Cherreads

Chapter 15 - Breakdowns

He smiled. "Good."

*****

That was the last thing he said before he got to work.

The deer lay across the metal table, already cleaned and drained. Its eyes were dull glass, its fur stiff under the cold cabin air. Jinyue rolled up his sleeves and took the salvaged knife from the counter. The blade caught the light as he began cutting the carcass into manageable pieces, quiet and precise. The only sounds were the scrape of metal on bone and Cody's constant hum from the other side of the table.

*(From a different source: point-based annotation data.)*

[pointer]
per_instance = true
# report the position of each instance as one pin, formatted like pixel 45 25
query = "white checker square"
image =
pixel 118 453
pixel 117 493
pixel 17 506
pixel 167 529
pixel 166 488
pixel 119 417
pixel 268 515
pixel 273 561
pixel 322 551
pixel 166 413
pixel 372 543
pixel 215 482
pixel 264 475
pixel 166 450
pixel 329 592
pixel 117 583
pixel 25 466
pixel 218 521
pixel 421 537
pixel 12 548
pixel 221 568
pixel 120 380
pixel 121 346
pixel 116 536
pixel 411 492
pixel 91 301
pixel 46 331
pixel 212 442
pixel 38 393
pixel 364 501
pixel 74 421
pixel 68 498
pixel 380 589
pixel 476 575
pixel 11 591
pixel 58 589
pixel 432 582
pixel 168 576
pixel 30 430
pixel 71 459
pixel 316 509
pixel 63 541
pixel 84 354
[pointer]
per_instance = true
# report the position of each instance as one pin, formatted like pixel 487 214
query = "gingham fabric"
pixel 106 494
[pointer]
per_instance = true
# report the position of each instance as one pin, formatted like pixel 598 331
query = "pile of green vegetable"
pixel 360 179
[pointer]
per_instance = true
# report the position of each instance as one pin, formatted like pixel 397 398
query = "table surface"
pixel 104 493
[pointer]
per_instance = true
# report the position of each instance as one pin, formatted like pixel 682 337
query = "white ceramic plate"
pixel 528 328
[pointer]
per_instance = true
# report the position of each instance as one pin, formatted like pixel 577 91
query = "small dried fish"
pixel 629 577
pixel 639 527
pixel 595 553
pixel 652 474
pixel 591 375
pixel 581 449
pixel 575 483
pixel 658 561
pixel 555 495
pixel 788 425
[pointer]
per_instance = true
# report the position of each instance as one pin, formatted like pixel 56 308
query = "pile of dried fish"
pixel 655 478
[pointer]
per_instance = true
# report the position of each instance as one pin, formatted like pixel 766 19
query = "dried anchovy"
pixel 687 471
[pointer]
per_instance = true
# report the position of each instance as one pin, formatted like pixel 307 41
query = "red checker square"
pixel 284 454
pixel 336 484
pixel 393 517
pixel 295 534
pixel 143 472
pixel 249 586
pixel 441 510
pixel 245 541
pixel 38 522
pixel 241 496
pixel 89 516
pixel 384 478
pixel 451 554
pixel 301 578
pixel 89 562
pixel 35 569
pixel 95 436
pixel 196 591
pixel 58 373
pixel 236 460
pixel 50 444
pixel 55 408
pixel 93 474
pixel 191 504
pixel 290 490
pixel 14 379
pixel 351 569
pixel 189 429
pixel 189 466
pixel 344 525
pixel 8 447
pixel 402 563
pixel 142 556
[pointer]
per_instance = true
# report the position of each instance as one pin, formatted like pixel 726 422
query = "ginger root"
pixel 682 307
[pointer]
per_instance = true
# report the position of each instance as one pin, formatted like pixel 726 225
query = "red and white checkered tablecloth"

"Processing efficiency has improved by thirty-one percent," Cody said, tone flat but suspiciously proud.

 

"I'll take that as a compliment," Jinyue muttered, setting another cleaned piece aside. His movements were clean, practiced. Too practiced. He hadn't known how to skin an animal before—not on Earth, not even when he'd first arrived here. Yet his hands moved without hesitation, muscle memory that wasn't his.

 

Part of him wanted to thank Jin'ar for it, though he wasn't sure what that meant anymore. Their boundaries were blurring. His body moved before his mind decided to act, guided by instincts that didn't belong to a man who once held board meetings in skyscrapers.

 

The knife sliced through the tendons smoothly, separating the meat from bone. He worked through the deer's limbs, removed the internal organs completely, then wiped down the table. It was messy work, but it no longer made him flinch.

 

When he was done, he portioned the cuts and stored them carefully in the cooler—a large, angular machine in the corner of the kitchen that he still didn't know how to operate properly. He pressed a few buttons until it whirred to life. The air inside grew cold, mist curling over the metal racks.

 

"Warning," Cody said almost immediately. "Prolonged use of the refrigeration unit will lower the ship's operational duration by approximately three months. Estimated functional period now reduced to two years and one month."

 

Jinyue stopped mid-motion and stared at the blinking indicator. "Let me get this straight. Keeping food cold shortens the ship's life span?"

"Affirmative."

"So if I don't use it, I starve. If I do, I freeze to death sooner. I'm doomed, how did he..."

"Correction: you will not freeze if you ration energy appropriately."

He glanced at the faint condensation forming around the cooler door. "So I die slightly slower. Fantastic." He shut the door with more force than necessary and wiped his hands on a rag. "Remind me why you don't have emotions again? You'd be great at spreading despair."

"I lack that capability," Cody said, though his tone carried what sounded suspiciously like smug amusement.

Jinyue ignored him. The temperature outside was dropping by the day, and even with the ship's heaters running at minimum power, he could feel the cold creeping through the floor. His joints had started to ache whenever he went out for too long, a slow stiffness that made him curse this weak body. He missed strength—the kind that came from being confident in his own flesh.

He'd been relying on the ship's thermoregulation system more often, but that too was draining power. Two years of operational time. Less, if the weather kept getting colder. The number sat in the back of his mind like a countdown clock.

He stretched his shoulders, rolling the ache out of them. His tail flicked lazily across the floor. It didn't jerk or twitch anymore; it responded almost like an extra limb now. The early days of tripping over it or having it smack him in the face were, thankfully, over. A small victory.

He glanced toward the viewport. Dust drifted past the glass, the pale sun hanging low in the horizon. Somewhere beyond those ridges, more deer roamed. He'd seen them twice since the first hunt—grey shadows slipping between the rocks, fast and silent. The second time, he'd caught sight of the feline beast chasing them. Sleek and black, it moved with the kind of power he envied. When it brought one down, he'd found himself staring longingly, jealousy twisting his gut.

It was absurd. He'd once been a normal human, for heaven's sake, not some predator mourning another creature's meal. He'd wanted to laugh at himself—then got angry instead.

That was when he'd decided: if a cat could hunt, so could he.

Now, as the cold deepened, he had the carcass to prove it.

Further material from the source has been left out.